The University of Maryland’s Robert H. School of Business and School of Public Policy co-hosted the ninth annual Forum on Financial Information Systems and Cybersecurity: A Public Policy Perspective, on Jan. 16, 2013.
About 65 academics, economists and IT engineers networked, exchanged ideas and reinforced a foundation for keeping pace with constantly evolving cyber threats.
The daylong forum covered current research into identifying threats and innovating safeguards. The international collection of experts discussed public policy and private sector avenues and pitfalls toward better protecting national security, corporate and personal financial data, and other sensitive information sources.
“While methods and policy actions are debatable, there’s a clear consensus that constant vigilance is essential,” said forum co-organizer Lawrence Gordon, the Smith School’s Ernst and Young Alumni Professor of Managerial Accounting. “The same IT tools and platforms accelerating progress are fueling means and opportunity for criminals. But the timely, lively discussion in this year’s event signals a savvy and urgency to maximize protection.”

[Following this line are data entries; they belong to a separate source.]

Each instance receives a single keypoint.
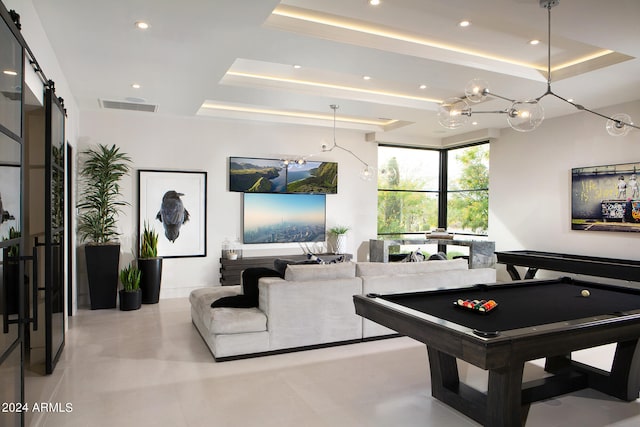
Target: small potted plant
(339, 232)
(130, 294)
(150, 264)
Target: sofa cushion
(202, 298)
(395, 268)
(280, 265)
(227, 320)
(303, 273)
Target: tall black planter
(151, 269)
(102, 270)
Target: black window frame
(442, 191)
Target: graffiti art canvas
(606, 198)
(174, 204)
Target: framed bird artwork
(174, 204)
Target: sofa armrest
(301, 313)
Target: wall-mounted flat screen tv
(250, 175)
(606, 198)
(284, 218)
(313, 177)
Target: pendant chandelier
(367, 172)
(522, 115)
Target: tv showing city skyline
(283, 218)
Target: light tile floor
(151, 368)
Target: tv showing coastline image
(313, 177)
(249, 175)
(284, 218)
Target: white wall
(530, 184)
(203, 144)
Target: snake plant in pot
(130, 294)
(150, 264)
(100, 204)
(339, 233)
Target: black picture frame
(163, 197)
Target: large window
(421, 189)
(468, 190)
(408, 190)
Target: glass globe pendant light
(618, 125)
(453, 113)
(522, 116)
(525, 116)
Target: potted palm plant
(150, 264)
(339, 232)
(130, 294)
(100, 204)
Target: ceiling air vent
(132, 106)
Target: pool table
(588, 265)
(533, 319)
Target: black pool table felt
(524, 305)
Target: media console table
(231, 270)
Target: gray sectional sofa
(313, 305)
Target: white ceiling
(236, 57)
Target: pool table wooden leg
(504, 397)
(500, 406)
(622, 382)
(624, 379)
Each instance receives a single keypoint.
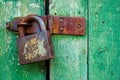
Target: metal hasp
(55, 25)
(35, 45)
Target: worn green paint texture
(104, 39)
(70, 61)
(10, 69)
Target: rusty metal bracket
(56, 24)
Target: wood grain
(104, 40)
(70, 61)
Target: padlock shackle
(27, 19)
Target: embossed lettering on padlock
(33, 47)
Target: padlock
(33, 47)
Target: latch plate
(56, 25)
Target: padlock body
(33, 48)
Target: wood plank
(70, 61)
(104, 40)
(10, 69)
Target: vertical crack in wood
(87, 39)
(48, 61)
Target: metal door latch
(55, 25)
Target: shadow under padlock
(35, 45)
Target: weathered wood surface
(70, 61)
(10, 69)
(104, 39)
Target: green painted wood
(104, 39)
(70, 61)
(10, 69)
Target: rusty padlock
(34, 47)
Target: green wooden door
(104, 39)
(10, 69)
(70, 61)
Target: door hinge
(55, 24)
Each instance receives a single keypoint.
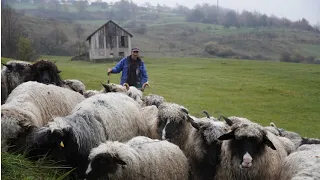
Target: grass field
(284, 93)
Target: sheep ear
(185, 110)
(267, 142)
(120, 161)
(106, 87)
(227, 136)
(126, 85)
(228, 121)
(193, 123)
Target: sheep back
(33, 104)
(140, 158)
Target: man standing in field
(134, 72)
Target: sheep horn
(193, 123)
(206, 113)
(228, 121)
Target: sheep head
(103, 164)
(247, 141)
(114, 88)
(172, 120)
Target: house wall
(96, 53)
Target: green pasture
(284, 93)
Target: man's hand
(109, 71)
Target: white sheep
(150, 114)
(75, 85)
(12, 75)
(197, 137)
(111, 116)
(153, 99)
(32, 105)
(140, 158)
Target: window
(123, 42)
(121, 54)
(101, 38)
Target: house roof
(104, 25)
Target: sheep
(293, 136)
(150, 114)
(139, 158)
(44, 71)
(89, 93)
(153, 99)
(32, 105)
(136, 94)
(302, 164)
(197, 137)
(75, 85)
(12, 74)
(308, 147)
(249, 152)
(111, 116)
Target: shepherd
(134, 72)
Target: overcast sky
(292, 9)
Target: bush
(285, 57)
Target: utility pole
(217, 11)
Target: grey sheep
(75, 85)
(111, 116)
(150, 114)
(249, 152)
(153, 99)
(140, 158)
(197, 137)
(106, 88)
(303, 164)
(12, 75)
(89, 93)
(32, 105)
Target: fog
(291, 9)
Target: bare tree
(58, 36)
(79, 30)
(10, 31)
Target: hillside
(284, 93)
(169, 34)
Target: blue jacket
(123, 66)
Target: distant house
(109, 41)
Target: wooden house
(109, 41)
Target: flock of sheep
(117, 133)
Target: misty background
(291, 9)
(286, 30)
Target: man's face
(135, 54)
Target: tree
(11, 30)
(25, 49)
(172, 46)
(81, 5)
(79, 30)
(58, 36)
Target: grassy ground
(284, 93)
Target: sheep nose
(46, 81)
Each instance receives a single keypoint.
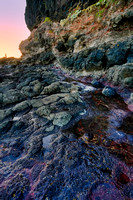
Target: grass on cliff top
(97, 8)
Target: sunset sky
(12, 27)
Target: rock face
(37, 10)
(60, 138)
(66, 106)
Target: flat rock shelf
(63, 137)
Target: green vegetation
(47, 19)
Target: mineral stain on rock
(65, 106)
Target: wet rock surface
(61, 138)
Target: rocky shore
(66, 108)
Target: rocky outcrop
(93, 39)
(37, 10)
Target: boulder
(108, 91)
(62, 118)
(121, 74)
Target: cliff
(66, 105)
(90, 38)
(37, 10)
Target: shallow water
(89, 159)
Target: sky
(12, 27)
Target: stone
(5, 113)
(36, 103)
(56, 10)
(56, 87)
(1, 98)
(12, 96)
(5, 126)
(117, 54)
(71, 98)
(60, 46)
(118, 74)
(62, 118)
(21, 106)
(108, 91)
(33, 89)
(51, 128)
(46, 58)
(128, 81)
(44, 111)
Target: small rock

Corporations and their lobbyists “have been pushing back against U.S. lawmaker attempts to shift from issuing voluntary guidelines to legislating compliance measures,” said one of the presenters, John Bagby, a lawyer and Penn State University professor of information sciences and technology.
|Co-directors of the Forum on Financial Information Systems and Cybersecurity: A Public Policy, from left, Martin Loeb, William Lucyshyn and Lawrence Gordon|
The recent, massive and prolonged cyber-attacks against a group of major Western banks – allegedly perpetrated by the Iranian government – underscores the U.S. government’s urgency. However, “businesses are balancing the direct immediate costs of investing in IT security systems against benefits that are remote and uncertain. Plus, increasingly integrated IT security portfolios are legally costly to navigate,” Bagby said.
Answers to such conflict are looming, said Gordon, who with Smith Professor of Accounting and Information Assurance Martin Loeb, a Deloitte and Touche LLP Faculty Fellow, developed the industry-renowned Gordon-Loeb Model for investing in cost-effective cybersecurity systems. The pair, with William Lucyshyn, director of research and senior research scholar at the Center of Public Policy and Private Enterprise in UMD's School of Public Policy, recently received a $666,000 Homeland Security research grant for bolstering the nation’s critical information infrastructure.
As a trio, they collaborated in organizing the slate of forum topics that included:
- Information risk in global insurance firms
- Your users are ready for ‘bring your own device,’ But are you?
- Data mining and experiential economics
- Cybersecurity: a submariner’s (military) perspective
- Technological innovation and cybersecurity: The new paradigm for financial institutions
- Data sharing for cybersecurity research
- Blurring the lines: A paradigm shift in cybersecurity authority and responsibility
- The challenge within: Organizational policies and the dilemmas of inside risk
The “inside risk” presentation, by Maryland State Retirement Agency Chief Information Systems Officer Ira Greenstein, was designated as the Ira Shapiro Lecture commemorating Shapiro, a Smith accounting alumnus and an executive for Coopers & Lybrand, now part of PricewaterhouseCoopers.